Friday 4 March 2016

Fibroblast Phenotypes

 

 

 

 

 

PI Seminar Series

 

Speaker:  Dr Lee Borthwick

Newcastle University Research Fellow

 

Venue:      Dental Lecture Theatre C

Date:          7th March 2016

Time:               13.00-14.00

 

Dr Lee Borthwick will present:

 

Investigating the regulation of fibroblast phenotype during fibrosis’

 

Abstract

Fibrosis causes excessive extra-cellular matrix deposition in an organ as part of an attempted reparative process following injury.

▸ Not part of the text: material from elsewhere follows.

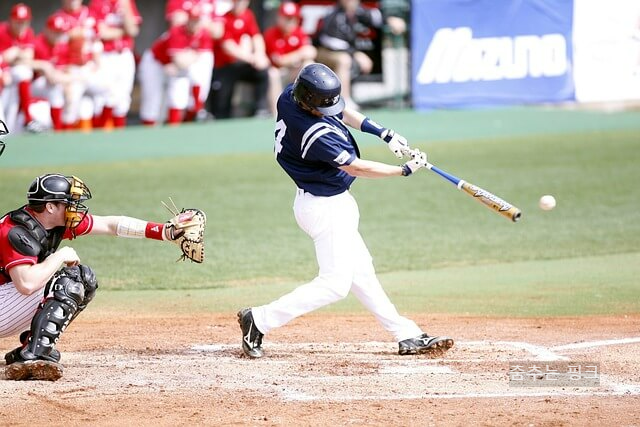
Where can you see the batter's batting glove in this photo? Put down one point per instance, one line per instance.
(418, 161)
(396, 142)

It may represent an aberrant response to a single major injury or a response to persistent or repetitive injury.  The association of fibrosis with many chronic inflammatory conditions suggests that beneficial reparative processes that restore tissue homeostasis in physiological healing continue unchecked and result in pathological damage and loss of organ function.  Improving our understanding of the critical processes that fail to orchestrate physiological repair in an injured organ and instead cause pathological repair as fibrosis is critical to finding new therapeutic approaches.  

 

Fibroblasts constitute ~30% of cells in normal tissue and >50% of cells in diseased tissue.  The role of fibroblasts as the major fibrogenic cell is well characterized, however less is known about the potential of fibroblasts to contribute to innate immune and inflammatory responses.  Recent work from our laboratory has shown that human lung fibroblasts adopt a highly pro-inflammatory phenotype in response to epithelial damage and that this phenotypic switch is controlled by IL-1α/IL-1R1.  Conversely, the same fibroblasts are induced to adopt a highly fibrotic phenotype in response to treatment with the pro-fibrotic growth factor TGF-β1.  My research aims to investigate the mechanisms regulating fibroblast phenotypes and determine whether modulating fibroblast phenotypes in vivo provides a potential novel therapeutic strategy for patients with chronic inflammatory and fibrotic disease.